Actually, there are distinct data classes according to the type of extracted values: (i) Operational data which is the electrical data of the grid that represent real and reactive power flows, demand response capacity, voltage etc. (ii) Non-operational data is not related to grid power but it refers to master data, data on power quality and reliability etc. (iii) Meter usage data is another kind of data associated to power usage and demand values such as average, peak and time of the day etc. (iv) Event message data comes from smart grid devices events like voltage loss/restoration, fault detection event etc. Finally, (v) Metadata, which is used to organize and interpret all the other kind of data. All these data are collected from several sources such as meters, sensors, devices, substations, mobile data terminals, control devices, intelligent electronic devices, distributed energy resources, customer devices and historical data.
Service Oriented Architecture (SOA) all enterprise systems combine a great number of software, each one has its own way to provide services to users. So the problem is how to manage and maintain all these systems. As a solution, SOA makes software communicate together using a single approach which makes data integration easier and more flexible . In smart grids, SOA is used essentially on demand systems.
Enterprise Service Bus (ESB) is based on a great number of approaches to manage communication between different kinds of systems such as GIS, OMS, CIS etc. ESB brings a lot of benefits to reduce cost and time in term of management, monitoring and divergence of integration . In smart grid, ESB technologies are strongly related to SOA, since it makes it more robust and flexible.
Common Information Models (CIM) are used for smart grid persistence and for the integrated data architecture and are critical, especially in the success or failure of data management.
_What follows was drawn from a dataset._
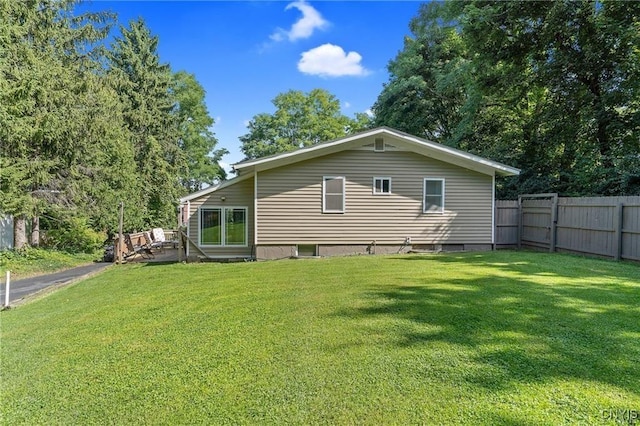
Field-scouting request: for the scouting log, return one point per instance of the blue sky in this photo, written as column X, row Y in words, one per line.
column 244, row 53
CIM refers to UML models for the electric power industry. It plays a very important role in energy management systems in term of data integration, time and cost. In general, CIM help to exchange data with technical grid infrastructure. The CIM become primordial in power systems in order to guarantee the data interoperability, in the case of implementing different applications. CIM operate in data transformation level, it is used with ESB for the normalization and standardization of the data between smart grid systems.
Messaging represents communication systems based on exchanging messages. These messages include data and other information from different applications managed by messaging server .
Distributed File System (DFS) is a file system that allows multiple users on multiple machines to share files and storage resources. It is based on client/server as storage mechanism, and it permits every user to get a local copy of the stored data. There is a great number of solutions that use DFS for example: Googles GFS, Quantcast File System, HDFS, Ceph, Lustre GlusterFS, PVFS etc.
NoSQl databases is a new database approach to overcome the limitations of traditional relational SQL databases in the case of massive data. This kind of databases present three architectures: key-value solutions such as Dynamo and Voldemort, column-oriented solutions such as Cassandra and HBase and documents databases solutions such as MongoDB and CouchDB.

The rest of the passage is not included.